The world was in a state of mourning. The 26th President of the United States had passed away and was in the process of going home. Nowhere was the pain of his death felt more than in Buffalo where the funeral began in the house where he had died. His casket lay in the drawing room of the Milburn House on Delaware Avenue, the silken folds of an American Flag were drawn about the bier. The upper lid of the casket was drawn back and the President's face was in full view for those who were assembled. Red roses, white chrysanthemums and wreaths of purple violets lay at the foot of the bier.

At the doors and windows opening into the library stood soldiers and marines, the guardians of the dead. Before the ceremony, Mrs. McKinley was led into the chamber by her physician, Dr. Rixey, and she sat alone with her husband; the man who had supported and comforted her through all the years of wedded life. Her support was gone, but she had not broken down. Dry-eyed, she gazed upon her husband's face. She did not seem to realize that he was dead.

President Roosevelt arrived and stood near the casket. He hesitated before stepping forward to view McKinley's face. As he gazed on the former Chief Executive, he stood with his head bowed. He stood immobile for quite a long time, the muscles on his chin quivering with grief, tears welling up in his eyes. After some time, he turned and sat in the chair reserved for him. It was clear that although Roosevelt was now President of the United States, he did not wish to become president under these circumstances.

While other political dignitaries paid their last respects to McKinley, his wife sat alone at the head of the stairs; a wan, white figure in a black gown, listening to every spoken word, to hymns and prayers. After some time, the quiet strains of "Nearer, My God, to Thee," one of McKinley's favorite hymns, were heard coming from the house. The scene was beyond expression.

When the casket left the Milburn House, the band posted across the street played "Nearer, My God, to Thee." After the casket was placed in the hearse, the procession started out on their long drive to Buffalo's City Hall. In the first carriage rode President Roosevelt and Secretary Root, among others. Next was the hearse, drawn by four great, black horses. Walking beside the hearse were active pallbearers, the soldiers and marines and a detail of the Grand Army of the Republic following close behind.

The funeral procession left the Milburn house at 11:45 in the morning. Slowly and silently it moved through Buffalo between the two huge masses of men, women and children that lined the streets. It was only two miles from the Milburn house to City Hall, nevertheless it took nearly two hours to cover the distance.
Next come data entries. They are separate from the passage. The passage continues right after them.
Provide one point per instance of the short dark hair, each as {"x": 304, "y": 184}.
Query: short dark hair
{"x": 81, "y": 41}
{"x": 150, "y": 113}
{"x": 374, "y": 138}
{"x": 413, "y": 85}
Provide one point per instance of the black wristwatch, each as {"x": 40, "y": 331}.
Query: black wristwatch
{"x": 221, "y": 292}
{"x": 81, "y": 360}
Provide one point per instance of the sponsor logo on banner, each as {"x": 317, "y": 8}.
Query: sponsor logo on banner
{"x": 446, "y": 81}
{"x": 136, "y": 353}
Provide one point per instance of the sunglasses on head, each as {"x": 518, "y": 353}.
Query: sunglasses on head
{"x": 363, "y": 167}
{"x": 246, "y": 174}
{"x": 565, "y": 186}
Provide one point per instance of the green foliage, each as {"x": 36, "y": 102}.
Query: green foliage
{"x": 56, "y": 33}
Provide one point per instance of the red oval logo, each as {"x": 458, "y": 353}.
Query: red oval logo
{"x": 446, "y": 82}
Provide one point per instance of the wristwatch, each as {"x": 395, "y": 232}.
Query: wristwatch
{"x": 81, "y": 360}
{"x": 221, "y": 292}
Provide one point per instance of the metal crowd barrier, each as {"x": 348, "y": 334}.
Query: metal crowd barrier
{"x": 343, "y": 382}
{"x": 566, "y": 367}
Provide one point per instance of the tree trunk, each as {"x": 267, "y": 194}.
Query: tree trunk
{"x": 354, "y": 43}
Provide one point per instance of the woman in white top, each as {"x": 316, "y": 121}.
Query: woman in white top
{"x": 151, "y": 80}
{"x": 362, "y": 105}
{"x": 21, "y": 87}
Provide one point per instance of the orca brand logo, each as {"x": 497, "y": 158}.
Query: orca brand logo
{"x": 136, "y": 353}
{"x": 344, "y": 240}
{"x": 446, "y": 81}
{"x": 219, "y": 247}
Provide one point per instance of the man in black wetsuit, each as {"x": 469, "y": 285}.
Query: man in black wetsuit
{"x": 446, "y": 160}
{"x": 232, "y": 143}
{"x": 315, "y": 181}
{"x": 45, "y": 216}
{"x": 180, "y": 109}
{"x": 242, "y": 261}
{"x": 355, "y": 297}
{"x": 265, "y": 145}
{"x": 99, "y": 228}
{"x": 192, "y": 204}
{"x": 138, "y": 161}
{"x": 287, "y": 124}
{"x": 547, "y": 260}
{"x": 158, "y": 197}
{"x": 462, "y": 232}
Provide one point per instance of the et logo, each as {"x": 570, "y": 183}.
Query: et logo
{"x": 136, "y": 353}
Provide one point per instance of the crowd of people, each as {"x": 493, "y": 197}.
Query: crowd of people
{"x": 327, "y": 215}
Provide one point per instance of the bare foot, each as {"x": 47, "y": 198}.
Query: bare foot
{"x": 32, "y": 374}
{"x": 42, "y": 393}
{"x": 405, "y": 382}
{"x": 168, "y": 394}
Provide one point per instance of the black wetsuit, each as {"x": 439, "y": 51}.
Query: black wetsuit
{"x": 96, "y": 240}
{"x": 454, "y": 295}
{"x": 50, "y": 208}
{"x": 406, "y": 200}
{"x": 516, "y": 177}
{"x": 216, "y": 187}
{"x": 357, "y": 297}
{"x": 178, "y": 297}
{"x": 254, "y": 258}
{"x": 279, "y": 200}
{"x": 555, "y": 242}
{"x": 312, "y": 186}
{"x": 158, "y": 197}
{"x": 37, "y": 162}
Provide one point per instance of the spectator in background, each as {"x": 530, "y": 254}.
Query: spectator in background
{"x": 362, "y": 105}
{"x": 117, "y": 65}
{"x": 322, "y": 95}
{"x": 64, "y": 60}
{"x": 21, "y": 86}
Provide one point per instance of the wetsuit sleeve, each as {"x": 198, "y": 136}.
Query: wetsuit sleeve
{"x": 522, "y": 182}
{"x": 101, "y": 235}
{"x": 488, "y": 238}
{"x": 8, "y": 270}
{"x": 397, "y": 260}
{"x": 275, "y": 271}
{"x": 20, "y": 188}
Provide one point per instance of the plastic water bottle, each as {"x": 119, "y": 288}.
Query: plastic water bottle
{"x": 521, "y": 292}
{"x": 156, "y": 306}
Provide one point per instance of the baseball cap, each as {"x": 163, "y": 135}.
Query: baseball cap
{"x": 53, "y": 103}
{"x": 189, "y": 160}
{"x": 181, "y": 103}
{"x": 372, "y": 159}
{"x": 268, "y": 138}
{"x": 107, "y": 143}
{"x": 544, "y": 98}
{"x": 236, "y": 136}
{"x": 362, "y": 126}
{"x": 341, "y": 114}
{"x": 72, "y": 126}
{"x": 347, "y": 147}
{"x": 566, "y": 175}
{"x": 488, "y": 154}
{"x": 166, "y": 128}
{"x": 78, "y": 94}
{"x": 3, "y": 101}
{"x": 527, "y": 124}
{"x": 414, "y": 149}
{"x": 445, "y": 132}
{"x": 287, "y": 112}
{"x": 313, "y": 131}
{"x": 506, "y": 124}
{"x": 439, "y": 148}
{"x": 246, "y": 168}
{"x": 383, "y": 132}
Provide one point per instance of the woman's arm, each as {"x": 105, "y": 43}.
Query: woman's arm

It was reported that fully fifty thousand people saw the funeral procession. People were packed into windows, perched on roofs, massed on verandas, and compressed into solid masses covering the broad sidewalks and grass plots.

When the procession arrived at City Hall, a dome of black bunting was draped over the spot where the coffin was to lie, within which hung straight down above the coffin four American flags, forming with their lower edges a cross which pointed to the four points of the compass. The casket's upper half was open. The lower half was draped in a flag which were masses of red and white roses. The body of McKinley lay on its back and was clad in a black frock coat, with the left hand resting across the breast. One glance at the face, startling changed from its appearance in life, told the story of the suffering which had been endured.

Then the public was allowed to view the casket. More than twice as many as could hope to get through the lines in that time came from all over Western New York until fully 200,000 were massed during the morning. For nearly ten hours McKinley's body was on display at City Hall. Thousands of people streamed past in two lines which formed faster than they dissolved. By 11:00 that evening, the funeral services in Buffalo were all but over.

On the morning of September 16, 1901, President McKinley left Buffalo the same way he had arrived; by train. At 8:30am, the Pennsylvania Railroad funeral train pulled out of the Exchange Street Station and made its way to Washington. As the train left the depot and the sharp bursts of the locomotive's exhaust permeated into the morning air, the city of Buffalo was left behind to emotionally deal with one of the darkest moments in its
history. A dark spot was cast on the Pan-American Exposition. It was almost forgotten that the great fair was still in progress.